Pleomorphism was a great threat to this "control" factor. This control factor means;

"control of the disease with poisons that need monitored and controlled, controlling therefore, the patient and their pocket book."(Ibid, pg.39)

The phenomena of life are forced into categories (disciples; i.e., cardiology, oncology, EENT, etc.), which can be manipulated to make a living from the practice of allopathic medicine. The monomorphists have identified their doctrine with science itself, as science itself, that Monomorphism is a law of nature, which it is not. This viewpoint has, through the years, taken on such an aspect of truth that to question it now seems a scientific sacrilege.

The followers of Koch proclaimed Monomorphism with 'religious fanaticism', stated Max Gruber in 1885. F. Loehnis stated in 1922 that the intransigence and verbal violence displayed by the various factions in this conflict resembled certain historic theological quarrels.

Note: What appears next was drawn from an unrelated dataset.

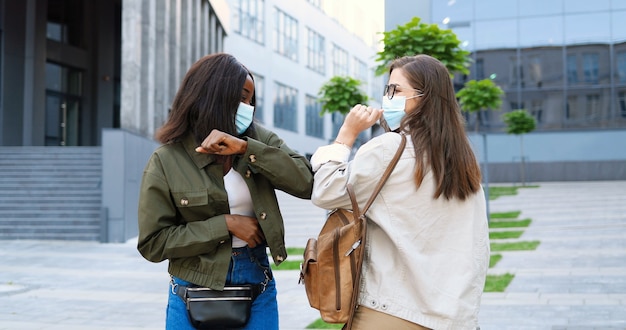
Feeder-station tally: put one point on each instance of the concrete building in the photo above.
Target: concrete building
(293, 47)
(564, 61)
(84, 84)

For all these reasons, Monomorphism was at first excessively rigid, even dogmatic. Rene Dubious states that Koch and Pasteur; "overestablished" the doctrine of the specificity of disease causes and that blind acceptance by several generations of bacteriologist of the dogma of constancy of cell forms and immutability of cultural characteristics discouraged for many years the study of the problems of morphology, inheritance, and variation in bacteria and viruses.